These are notes for myself. I keep having to look these things up, so here they are.
Acknowledgement modes
Always use manual ack in production. Auto-ack drops messages if your consumer crashes mid-processing. The broker considers a message delivered the moment it leaves the queue, not when you’ve finished with it.
msgs, err := ch.Consume(
q.Name,
"", // consumer tag
false, // autoAck — always false
false, false, false, nil,
)
for d := range msgs {
if err := process(d.Body); err != nil {
d.Nack(false, true) // requeue on failure
continue
}
d.Ack(false)
}
The extra two lines are worth it.
Prefetch count
Set prefetch count to 1 unless you have a good reason not to.
err = ch.Qos(
1, // prefetch count
0, // prefetch size (0 = no limit)
false, // global
)
Without this, RabbitMQ will push as many messages as the consumer will accept. A slow consumer will hoard messages while fast consumers starve. Prefetch 1 means a consumer only gets the next message once it’s acked the previous one, so work distributes evenly.
Graceful shutdown
Don’t just os.Exit(0). Listen for SIGTERM, stop consuming, drain in-flight messages, then close the connection.

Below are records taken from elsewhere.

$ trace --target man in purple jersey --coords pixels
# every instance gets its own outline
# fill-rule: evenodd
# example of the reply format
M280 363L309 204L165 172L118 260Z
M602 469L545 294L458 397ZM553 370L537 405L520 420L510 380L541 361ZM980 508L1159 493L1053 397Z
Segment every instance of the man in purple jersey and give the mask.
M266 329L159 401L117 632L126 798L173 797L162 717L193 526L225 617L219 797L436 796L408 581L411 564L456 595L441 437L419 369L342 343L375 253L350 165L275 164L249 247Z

sigs := make(chan os.Signal, 1)
signal.Notify(sigs, syscall.SIGTERM, syscall.SIGINT)
go func() {
<-sigs
ch.Cancel(consumerTag, false) // stop new deliveries
// msgs channel will close once in-flight messages drain
}()
for d := range msgs {
process(d.Body)
d.Ack(false)
}
// clean exit
conn.Close()
The Cancel call tells RabbitMQ to stop sending messages to this consumer. The msgs channel closes once the in-flight messages are processed. Clean.